Pan deve receber mais R$ 1,5 bi de sócios

Investimento no antigo Panamericano é necessário para cumprir regra da Bolsa e garantir que 25% das ações estejam disponíveis no mercado

MURILO RODRIGUES ALVES , FÁBIO FABRINI / BRASÍLIA, O Estado de S.Paulo

13 de outubro de 2014 | 02h03

Os acionistas do banco Pan (antigo Panamericano) devem decidir hoje por mais um aumento de capital na instituição no valor total de R$ 1,5 bilhão. Os recursos ajudariam a enquadrar a instituição nas normas da Bolsa e tornar o banco, que ainda está no vermelho, rentável. A Caixa, por meio do braço de investimentos CaixaPar, e o BTG Pactual devem desembolsar, no mínimo, R$ 600 milhões na operação cada um. É o correspondente à participação de 40% de cada no negócio, após a mais recente capitalização, feita em agosto.

O Estado apurou que o BTG queria comprar todas as ações e desembolsar sozinho R$ 1,5 bilhão, mas a Caixa avisou que vai exercer seu direito de preferência e tem interesse nas ações que sobrarem, caso os minoritários não as comprem.

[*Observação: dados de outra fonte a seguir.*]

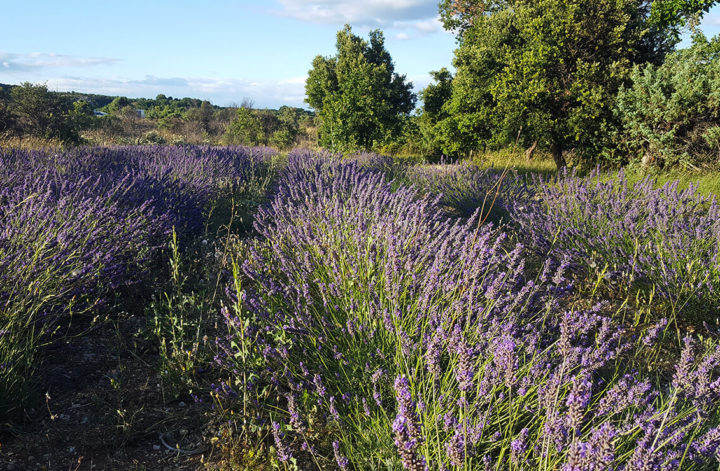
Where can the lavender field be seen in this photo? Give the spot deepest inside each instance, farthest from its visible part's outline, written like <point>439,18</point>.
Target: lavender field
<point>374,314</point>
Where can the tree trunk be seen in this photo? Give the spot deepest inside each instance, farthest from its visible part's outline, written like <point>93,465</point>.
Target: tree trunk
<point>556,151</point>
<point>531,151</point>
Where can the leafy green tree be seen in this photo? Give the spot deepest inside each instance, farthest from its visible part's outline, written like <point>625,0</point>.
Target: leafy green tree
<point>544,71</point>
<point>41,113</point>
<point>671,113</point>
<point>245,129</point>
<point>359,98</point>
<point>117,105</point>
<point>433,111</point>
<point>678,13</point>
<point>7,119</point>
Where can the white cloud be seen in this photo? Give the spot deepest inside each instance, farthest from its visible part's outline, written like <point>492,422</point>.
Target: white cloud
<point>373,13</point>
<point>264,93</point>
<point>712,20</point>
<point>14,62</point>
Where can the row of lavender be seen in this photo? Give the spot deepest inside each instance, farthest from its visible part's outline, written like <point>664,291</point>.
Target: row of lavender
<point>76,227</point>
<point>661,240</point>
<point>372,331</point>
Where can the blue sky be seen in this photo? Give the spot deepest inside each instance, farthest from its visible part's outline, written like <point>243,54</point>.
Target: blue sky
<point>221,50</point>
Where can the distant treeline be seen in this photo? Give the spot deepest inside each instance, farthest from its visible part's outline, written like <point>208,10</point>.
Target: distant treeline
<point>587,81</point>
<point>31,111</point>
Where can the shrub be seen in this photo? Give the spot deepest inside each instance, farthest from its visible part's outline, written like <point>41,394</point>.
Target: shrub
<point>372,331</point>
<point>670,115</point>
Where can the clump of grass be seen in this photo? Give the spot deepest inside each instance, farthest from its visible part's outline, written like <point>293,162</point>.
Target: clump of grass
<point>367,330</point>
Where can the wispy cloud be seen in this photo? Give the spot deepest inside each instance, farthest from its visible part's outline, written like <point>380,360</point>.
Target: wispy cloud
<point>401,14</point>
<point>23,62</point>
<point>265,93</point>
<point>712,20</point>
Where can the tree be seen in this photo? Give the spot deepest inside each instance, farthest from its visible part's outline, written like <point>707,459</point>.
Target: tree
<point>246,128</point>
<point>41,113</point>
<point>671,113</point>
<point>544,71</point>
<point>433,111</point>
<point>678,13</point>
<point>359,98</point>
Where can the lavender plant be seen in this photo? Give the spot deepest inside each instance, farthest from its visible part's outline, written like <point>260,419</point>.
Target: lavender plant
<point>394,337</point>
<point>466,188</point>
<point>76,227</point>
<point>664,237</point>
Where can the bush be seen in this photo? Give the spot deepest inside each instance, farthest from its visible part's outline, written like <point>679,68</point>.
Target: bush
<point>671,113</point>
<point>662,238</point>
<point>371,331</point>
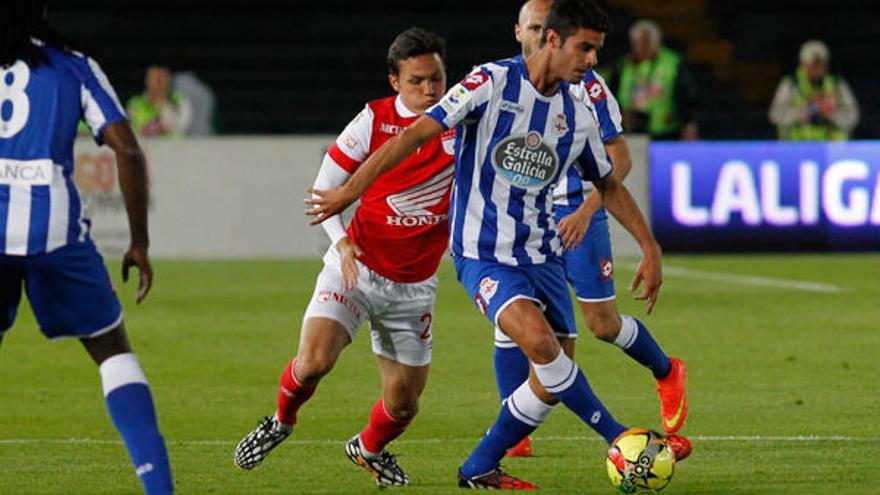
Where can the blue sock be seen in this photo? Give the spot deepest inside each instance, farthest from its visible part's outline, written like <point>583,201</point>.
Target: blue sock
<point>637,342</point>
<point>564,379</point>
<point>511,369</point>
<point>504,434</point>
<point>131,408</point>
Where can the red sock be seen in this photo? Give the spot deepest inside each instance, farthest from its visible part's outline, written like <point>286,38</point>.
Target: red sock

Isso porque, segundo fonte a par das negociações, o reembolso dessas ações é muito vantajoso. Este será o segundo aporte de recursos no banco em 2013. A instituição, que pertencia ao apresentador Silvio Santos, foi vendida após a descoberta, no fim de 2010, de um rombo contábil de R$ 4,3 bilhões.

Só a aquisição do banco custou R$ 758 milhões à Caixa. Com essa nova injeção, os dois sócios majoritários terão investido mais do que o valor do rombo descoberto pelo Banco Central na instituição, em 2010.

Dessa vez, a injeção financeira no Pan deve ocorrer por meio da criação de uma nova classe de ações preferenciais resgatáveis. Pela proposta da administração do banco aos acionistas, a qual o Estado teve acesso, as ações serão resgatáveis em cinco anos e terão direito a dividendos fixos, cumulativos, anuais e prioritários equivalentes a 104% da variação das taxas médias diárias dos Depósitos Interfinanceiros (DI). Se as condições da proposta forem aprovadas pelos acionistas hoje, a subscrição se dará em até um mês.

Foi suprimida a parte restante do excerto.